Three years ago I swore that I would never set foot on a ship again. In hindsight, I should have clarified that I was referring to US Navy vessels, which are renowned for their lavish amenities, high ceilings, and gourmet cuisine. Right. They’re small, filthy, rickety, and they do what boats do on the open ocean – sway.
While I have been lucky enough to fly most places the Marine Corps sent me, I did have the unpleasant experience of “floating” to Iraq for my second of three tours. I would prefer prison. Prison has better food.
To my great displeasure, we were berthed on a Navy LSD-50, which is approximately 300-some feet long – and used primarily for amphibious landings from LCACs (giant, twin jet turbine hovercraft) that deploy from the ship’s bowels. During our pre-deployment training we had invested weeks in practicing getting and off the ship – which struck me as odd. The only thing Marines don’t practice is the one thing that SHOULD practice – combat. But anyway, we’d load all our vehicles onto the LCAC, launch out to sea, land on the beach, and spend the next thirty minutes trying not to drive over each other. Usually we’d get at least one vehicle stuck. Practice didn’t make perfect; it simply gave anybody watching the impression that we’re a bunch of clowns. We had them fooled, though. We weren’t clowns, we were monkeys with guns.
Better put, we know how to drive humvees, so we weren’t the idiots. The idiots were the Marine Corps logistics people that despite extensive training in how to load, unload, plan, and otherwise coordinate a major troop movement, always reek of failure. Unloading the vessel took hours, and loading it back up took even more. When it came time to leave, we were just as unprepared. Weeks of “practice sailing” around the Atlantic, as well as loading and unloading, had produced little more than a massive carbon footprint. We were operating sixteen diesel humvees, though that paled in comparison to the fact that the ship burned about 10,000 gallons of fuel a day. And we broke a lot of things – like our trucks.

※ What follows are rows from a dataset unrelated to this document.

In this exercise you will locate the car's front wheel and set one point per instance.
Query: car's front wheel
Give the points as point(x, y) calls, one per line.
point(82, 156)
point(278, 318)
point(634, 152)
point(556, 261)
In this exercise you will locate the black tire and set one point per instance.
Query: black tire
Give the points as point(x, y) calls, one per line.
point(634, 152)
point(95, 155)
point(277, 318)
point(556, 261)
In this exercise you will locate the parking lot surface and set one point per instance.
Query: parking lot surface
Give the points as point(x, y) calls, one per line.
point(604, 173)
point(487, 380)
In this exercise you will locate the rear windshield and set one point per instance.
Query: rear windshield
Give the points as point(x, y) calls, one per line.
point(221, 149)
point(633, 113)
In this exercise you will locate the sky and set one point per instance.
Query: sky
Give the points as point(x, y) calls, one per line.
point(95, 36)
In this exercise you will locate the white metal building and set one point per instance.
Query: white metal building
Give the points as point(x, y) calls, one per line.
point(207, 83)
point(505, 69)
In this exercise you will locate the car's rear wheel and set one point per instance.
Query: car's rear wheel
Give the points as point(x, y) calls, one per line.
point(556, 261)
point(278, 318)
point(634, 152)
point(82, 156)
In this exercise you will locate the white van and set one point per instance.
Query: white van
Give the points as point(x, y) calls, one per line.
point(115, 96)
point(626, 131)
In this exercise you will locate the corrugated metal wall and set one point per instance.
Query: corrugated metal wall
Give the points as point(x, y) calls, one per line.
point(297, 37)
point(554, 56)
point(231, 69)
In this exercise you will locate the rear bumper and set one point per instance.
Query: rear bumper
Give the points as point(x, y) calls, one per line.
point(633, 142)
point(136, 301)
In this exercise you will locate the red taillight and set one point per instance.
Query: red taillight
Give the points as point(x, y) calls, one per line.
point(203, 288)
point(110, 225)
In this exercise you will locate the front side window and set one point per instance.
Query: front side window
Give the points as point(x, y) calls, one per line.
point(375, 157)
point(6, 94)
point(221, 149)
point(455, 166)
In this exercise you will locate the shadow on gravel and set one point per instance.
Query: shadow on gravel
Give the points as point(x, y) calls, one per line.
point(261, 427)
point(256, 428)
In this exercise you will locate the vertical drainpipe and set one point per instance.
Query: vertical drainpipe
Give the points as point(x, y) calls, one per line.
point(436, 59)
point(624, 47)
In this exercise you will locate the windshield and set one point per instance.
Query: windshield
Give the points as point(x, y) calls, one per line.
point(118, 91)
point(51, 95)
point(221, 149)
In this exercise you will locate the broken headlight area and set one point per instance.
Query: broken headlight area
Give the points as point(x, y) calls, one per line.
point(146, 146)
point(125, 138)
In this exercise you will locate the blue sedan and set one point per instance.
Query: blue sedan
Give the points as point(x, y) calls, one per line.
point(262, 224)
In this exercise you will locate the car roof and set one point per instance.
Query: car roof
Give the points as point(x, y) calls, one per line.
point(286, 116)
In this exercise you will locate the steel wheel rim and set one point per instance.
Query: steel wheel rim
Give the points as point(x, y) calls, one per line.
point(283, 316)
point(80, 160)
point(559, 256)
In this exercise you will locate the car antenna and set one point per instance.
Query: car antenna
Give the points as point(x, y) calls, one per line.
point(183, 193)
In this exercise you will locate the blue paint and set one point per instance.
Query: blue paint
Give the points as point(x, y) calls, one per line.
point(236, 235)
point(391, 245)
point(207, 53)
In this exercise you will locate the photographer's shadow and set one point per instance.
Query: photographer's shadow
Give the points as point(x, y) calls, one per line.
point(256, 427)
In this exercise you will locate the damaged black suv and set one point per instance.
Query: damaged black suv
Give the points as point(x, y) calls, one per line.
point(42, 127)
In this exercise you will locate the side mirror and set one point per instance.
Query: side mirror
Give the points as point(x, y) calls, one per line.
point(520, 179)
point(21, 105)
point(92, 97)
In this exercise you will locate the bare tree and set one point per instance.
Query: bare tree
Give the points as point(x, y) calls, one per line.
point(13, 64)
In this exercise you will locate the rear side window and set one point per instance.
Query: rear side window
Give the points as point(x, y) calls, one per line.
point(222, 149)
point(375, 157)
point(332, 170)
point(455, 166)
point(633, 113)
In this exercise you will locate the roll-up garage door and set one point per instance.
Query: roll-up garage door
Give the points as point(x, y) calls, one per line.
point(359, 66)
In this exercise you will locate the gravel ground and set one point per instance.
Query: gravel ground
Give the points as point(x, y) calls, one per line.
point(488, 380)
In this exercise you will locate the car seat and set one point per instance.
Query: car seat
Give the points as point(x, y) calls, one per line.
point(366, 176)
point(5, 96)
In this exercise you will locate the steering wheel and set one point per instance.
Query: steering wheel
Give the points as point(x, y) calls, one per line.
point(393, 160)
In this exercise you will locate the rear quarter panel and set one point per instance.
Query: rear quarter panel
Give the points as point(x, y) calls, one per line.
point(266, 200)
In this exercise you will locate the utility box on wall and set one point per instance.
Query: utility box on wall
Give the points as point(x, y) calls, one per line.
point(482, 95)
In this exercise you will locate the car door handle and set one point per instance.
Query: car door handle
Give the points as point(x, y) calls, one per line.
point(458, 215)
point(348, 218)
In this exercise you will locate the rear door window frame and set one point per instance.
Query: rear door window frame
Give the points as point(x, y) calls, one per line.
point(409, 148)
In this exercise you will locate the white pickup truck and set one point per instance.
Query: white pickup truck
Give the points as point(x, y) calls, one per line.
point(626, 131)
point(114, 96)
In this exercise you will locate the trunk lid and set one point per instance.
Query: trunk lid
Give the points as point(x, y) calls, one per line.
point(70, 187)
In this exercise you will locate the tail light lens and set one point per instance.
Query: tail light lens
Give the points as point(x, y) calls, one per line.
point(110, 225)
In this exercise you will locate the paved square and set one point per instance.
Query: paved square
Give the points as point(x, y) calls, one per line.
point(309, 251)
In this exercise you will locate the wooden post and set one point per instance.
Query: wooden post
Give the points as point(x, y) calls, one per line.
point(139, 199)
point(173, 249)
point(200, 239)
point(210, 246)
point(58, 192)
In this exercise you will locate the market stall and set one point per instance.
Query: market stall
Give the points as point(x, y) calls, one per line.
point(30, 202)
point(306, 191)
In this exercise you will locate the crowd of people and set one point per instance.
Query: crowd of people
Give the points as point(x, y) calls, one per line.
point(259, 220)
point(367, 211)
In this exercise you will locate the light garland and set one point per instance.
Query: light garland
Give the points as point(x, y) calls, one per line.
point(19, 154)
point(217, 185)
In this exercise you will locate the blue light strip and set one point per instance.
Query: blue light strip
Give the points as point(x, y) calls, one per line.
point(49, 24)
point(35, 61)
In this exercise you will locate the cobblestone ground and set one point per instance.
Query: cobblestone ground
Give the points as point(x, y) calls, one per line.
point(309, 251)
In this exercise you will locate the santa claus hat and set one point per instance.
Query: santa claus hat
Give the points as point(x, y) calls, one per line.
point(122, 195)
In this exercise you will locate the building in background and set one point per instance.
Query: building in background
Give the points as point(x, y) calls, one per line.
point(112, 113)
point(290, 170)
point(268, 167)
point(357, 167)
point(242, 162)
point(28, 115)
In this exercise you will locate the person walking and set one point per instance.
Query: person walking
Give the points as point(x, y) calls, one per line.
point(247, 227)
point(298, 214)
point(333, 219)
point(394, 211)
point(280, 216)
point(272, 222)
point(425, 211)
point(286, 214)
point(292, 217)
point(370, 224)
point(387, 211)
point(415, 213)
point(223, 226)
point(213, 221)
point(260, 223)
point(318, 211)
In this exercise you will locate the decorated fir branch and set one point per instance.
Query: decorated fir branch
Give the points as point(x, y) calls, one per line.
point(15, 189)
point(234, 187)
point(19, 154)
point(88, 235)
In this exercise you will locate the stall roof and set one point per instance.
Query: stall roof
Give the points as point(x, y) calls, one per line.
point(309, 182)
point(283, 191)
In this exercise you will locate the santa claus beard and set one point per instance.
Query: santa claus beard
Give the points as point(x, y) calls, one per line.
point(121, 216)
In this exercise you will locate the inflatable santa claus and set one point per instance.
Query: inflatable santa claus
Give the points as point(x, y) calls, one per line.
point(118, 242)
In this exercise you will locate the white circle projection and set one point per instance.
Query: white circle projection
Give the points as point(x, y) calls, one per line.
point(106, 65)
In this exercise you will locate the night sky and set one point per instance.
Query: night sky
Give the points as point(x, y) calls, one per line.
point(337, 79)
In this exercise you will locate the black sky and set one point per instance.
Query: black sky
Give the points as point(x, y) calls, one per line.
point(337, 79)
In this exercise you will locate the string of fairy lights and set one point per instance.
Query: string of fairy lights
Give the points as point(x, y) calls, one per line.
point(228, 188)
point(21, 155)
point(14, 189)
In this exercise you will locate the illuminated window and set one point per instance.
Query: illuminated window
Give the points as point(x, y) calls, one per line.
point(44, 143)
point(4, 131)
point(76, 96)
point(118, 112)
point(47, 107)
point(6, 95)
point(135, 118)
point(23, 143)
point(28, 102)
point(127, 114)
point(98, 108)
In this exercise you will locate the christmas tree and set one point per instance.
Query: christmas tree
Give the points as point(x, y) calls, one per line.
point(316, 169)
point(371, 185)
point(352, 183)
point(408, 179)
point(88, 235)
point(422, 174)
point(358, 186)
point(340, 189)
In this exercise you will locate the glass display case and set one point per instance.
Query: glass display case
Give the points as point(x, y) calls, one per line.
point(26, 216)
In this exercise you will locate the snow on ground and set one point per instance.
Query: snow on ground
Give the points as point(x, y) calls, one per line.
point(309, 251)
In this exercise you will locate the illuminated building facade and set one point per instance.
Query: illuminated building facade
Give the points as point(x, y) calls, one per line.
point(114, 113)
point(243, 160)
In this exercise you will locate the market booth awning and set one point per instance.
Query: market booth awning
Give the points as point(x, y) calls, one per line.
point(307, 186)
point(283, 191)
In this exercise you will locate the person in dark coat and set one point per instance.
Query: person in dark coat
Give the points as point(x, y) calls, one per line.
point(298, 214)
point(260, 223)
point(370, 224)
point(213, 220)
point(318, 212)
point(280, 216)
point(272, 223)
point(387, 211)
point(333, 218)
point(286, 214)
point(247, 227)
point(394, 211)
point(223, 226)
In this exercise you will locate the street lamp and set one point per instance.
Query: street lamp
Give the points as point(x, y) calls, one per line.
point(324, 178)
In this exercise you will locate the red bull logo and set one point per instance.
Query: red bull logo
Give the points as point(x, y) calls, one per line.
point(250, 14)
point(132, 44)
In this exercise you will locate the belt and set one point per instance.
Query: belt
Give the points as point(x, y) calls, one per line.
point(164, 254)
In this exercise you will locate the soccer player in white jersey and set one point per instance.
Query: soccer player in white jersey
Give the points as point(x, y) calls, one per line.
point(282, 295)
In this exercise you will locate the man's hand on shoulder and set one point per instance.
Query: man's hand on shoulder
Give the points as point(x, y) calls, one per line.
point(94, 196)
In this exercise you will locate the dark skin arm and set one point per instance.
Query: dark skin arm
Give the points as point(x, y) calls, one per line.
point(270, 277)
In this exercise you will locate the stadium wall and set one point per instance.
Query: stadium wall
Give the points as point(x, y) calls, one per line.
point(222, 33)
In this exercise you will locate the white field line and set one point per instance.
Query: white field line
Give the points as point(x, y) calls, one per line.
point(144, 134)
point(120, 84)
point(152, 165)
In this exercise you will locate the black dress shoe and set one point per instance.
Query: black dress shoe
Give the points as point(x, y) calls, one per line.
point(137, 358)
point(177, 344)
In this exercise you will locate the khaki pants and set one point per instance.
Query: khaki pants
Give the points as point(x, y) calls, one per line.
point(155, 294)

The sad fact is that when we did our final load, at least one of our trucks completely broke down as soon as it was parked. Over the course of the next few weeks, it did nothing but sit there and bleed fluids all over the well-deck – which got us screamed at. A mechanic came and looked at it, but couldn’t do much. Rather than put it all back together, he just left a heap of parts in the back seat. The ship was turning into a junk yard.
Between damages already incurred when we got on the ship, and damages that came from having a constant dose of sea salt misting over all our vehicles, the end result was sixteen rusted, barely functional vehicles. Yet we were still considered a battalion asset. Sure.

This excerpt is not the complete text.